- Born: July 31, 1962 U.S.
- Died: May 9, 2005 (aged 42) Branford, Connecticut, U.S.
- Occupations: Biographer Screenwriter

= Chris Kreski =

American author and screenwriter

Christopher Raymond Kreski (July 31, 1962 – May 9, 2005) was an American writer, biographer and screenwriter.

==Early life and education==
Kreski graduated in 1980, from Butler High School and was inducted into the school's hall of fame in 2018. He graduated with a BFA from New York University in 1984.

==Writing==
In 1989, during his tenure as the head writer for Remote Control, Kreski met actor Barry Williams, who was one of three celebrity contestants during a "Brady Day" episode. When Williams said that he'd thought about writing a biography, Kreski struck up a partnership.
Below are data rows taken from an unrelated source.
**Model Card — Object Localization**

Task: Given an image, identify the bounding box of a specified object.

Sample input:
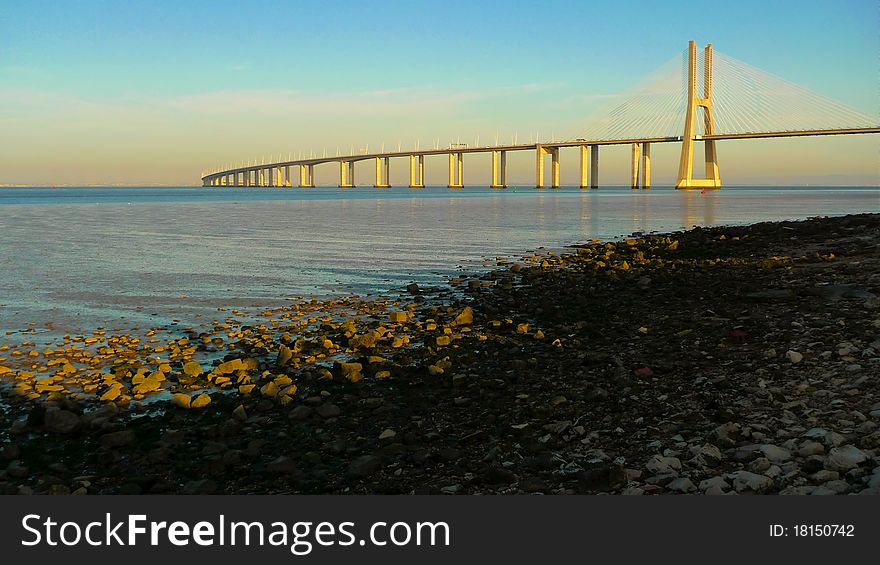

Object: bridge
[202,41,880,189]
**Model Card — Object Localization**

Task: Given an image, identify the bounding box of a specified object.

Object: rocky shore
[0,214,880,495]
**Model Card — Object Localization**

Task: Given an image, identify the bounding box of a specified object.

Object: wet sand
[0,215,880,494]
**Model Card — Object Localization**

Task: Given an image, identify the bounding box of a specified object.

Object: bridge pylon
[675,40,721,188]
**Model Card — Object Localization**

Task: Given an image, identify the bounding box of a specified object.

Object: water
[0,187,880,340]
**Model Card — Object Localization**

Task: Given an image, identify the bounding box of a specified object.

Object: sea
[0,186,880,342]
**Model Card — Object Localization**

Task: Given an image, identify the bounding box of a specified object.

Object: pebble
[730,471,773,493]
[346,455,382,478]
[825,445,868,472]
[44,410,80,434]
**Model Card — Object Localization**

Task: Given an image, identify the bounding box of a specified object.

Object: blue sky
[0,0,880,184]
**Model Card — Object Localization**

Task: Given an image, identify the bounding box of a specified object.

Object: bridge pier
[535,145,559,188]
[446,152,464,188]
[339,161,354,188]
[578,145,590,188]
[490,151,507,188]
[299,165,315,188]
[590,145,599,188]
[630,143,641,189]
[373,157,391,188]
[409,155,425,188]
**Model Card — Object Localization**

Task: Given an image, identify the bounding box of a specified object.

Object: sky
[0,0,880,186]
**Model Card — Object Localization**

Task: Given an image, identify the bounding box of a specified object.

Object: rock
[43,410,80,434]
[190,392,211,408]
[730,471,773,493]
[700,477,730,491]
[101,430,136,449]
[183,361,205,377]
[388,312,408,324]
[785,349,804,363]
[712,422,742,447]
[758,443,791,463]
[336,361,364,383]
[798,440,825,457]
[288,404,312,421]
[346,455,382,478]
[696,443,724,467]
[171,392,192,408]
[266,455,296,475]
[666,477,697,494]
[6,459,30,479]
[0,443,21,461]
[232,404,247,422]
[483,465,516,485]
[452,306,474,326]
[180,479,217,494]
[275,344,293,366]
[645,455,681,475]
[825,445,868,472]
[804,428,845,447]
[315,404,342,418]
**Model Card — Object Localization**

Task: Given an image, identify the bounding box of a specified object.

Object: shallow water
[0,187,880,340]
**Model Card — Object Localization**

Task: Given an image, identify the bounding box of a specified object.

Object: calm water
[0,187,880,339]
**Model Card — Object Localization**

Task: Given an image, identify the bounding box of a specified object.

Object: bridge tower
[675,40,721,188]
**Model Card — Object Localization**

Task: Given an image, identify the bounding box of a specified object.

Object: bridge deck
[202,127,880,180]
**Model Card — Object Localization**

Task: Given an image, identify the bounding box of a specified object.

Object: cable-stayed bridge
[202,41,880,189]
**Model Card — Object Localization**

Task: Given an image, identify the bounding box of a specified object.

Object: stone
[388,312,408,324]
[758,443,791,463]
[43,410,80,434]
[699,477,730,491]
[232,404,247,422]
[645,455,681,474]
[336,361,364,383]
[730,471,773,493]
[483,465,516,485]
[452,306,474,326]
[171,392,192,408]
[0,443,21,461]
[798,440,825,457]
[190,392,211,408]
[275,344,293,366]
[825,445,868,472]
[183,361,205,377]
[697,443,724,467]
[315,404,342,418]
[785,349,804,364]
[712,422,742,447]
[180,479,217,495]
[6,459,30,479]
[666,477,697,494]
[288,404,312,421]
[804,428,845,447]
[346,455,382,478]
[101,430,136,449]
[266,455,296,475]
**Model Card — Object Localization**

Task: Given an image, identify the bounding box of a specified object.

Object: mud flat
[0,214,880,495]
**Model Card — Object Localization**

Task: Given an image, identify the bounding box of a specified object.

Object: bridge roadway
[202,127,880,188]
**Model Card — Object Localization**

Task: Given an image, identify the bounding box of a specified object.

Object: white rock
[825,445,868,472]
[645,455,681,474]
[785,349,804,363]
[666,477,697,493]
[379,428,397,439]
[731,471,773,492]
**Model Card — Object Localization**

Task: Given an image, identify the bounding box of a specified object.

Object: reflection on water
[0,188,880,331]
The resulting book, Growing Up Brady: I Was A Teenage Greg sold more than 300,000 copies and established Kreski as an "as told to" celebrity writer. Kreski went on to co-write three best-selling autobiographies with William Shatner, and one with baseball pitcher David Wells.

===MTV===
Kreski was associated with MTV Networks for over 15 years, and was a writer and consultant for many of its high-profile series and specials, such as Remote Control, Beavis and Butt-Head, Celebrity Deathmatch, and the channel's annual movie and video music awards shows. He was responsible for many of the channel's distinctive in-house promotional spots during the early 1990s. Kreski was also a head writer of The Daily Show and The Martin Short Show.

===Bibliography===
- Williams, Barry and Kreski, Chris (1992) Growing Up Brady
- Shatner, William and Kreski, Chris (1993) Star Trek Memories
- Shatner, William and Kreski, Chris (1994) Star Trek Movie Memories
- Kreski, Chris (1998) Life Lessons from Xena, Warrior Princess
- Shatner, William and Kreski, Chris (1999) Get A Life!
- Wells, David and Kreski, Chris (2004) Perfect I'm Not

==Professional wrestling==
Following the departures of Vince Russo and Ed Ferrara, Kreski became the head writer of the World Wrestling Federation (WWF, now WWE) in 1999 during the second half of the Attitude Era. He is widely credited with writing captivating and layered storylines, and was the helm of WWF creative in some of its all-time peak years of both ratings and profitability. Kreski was replaced as head writer by Stephanie McMahon following the No Mercy PPV event in October 2000, but remained on the creative team until 2002, when he left to pursue other opportunities.

==Death==
Kreski died of lung and brain cancer on May 9, 2005.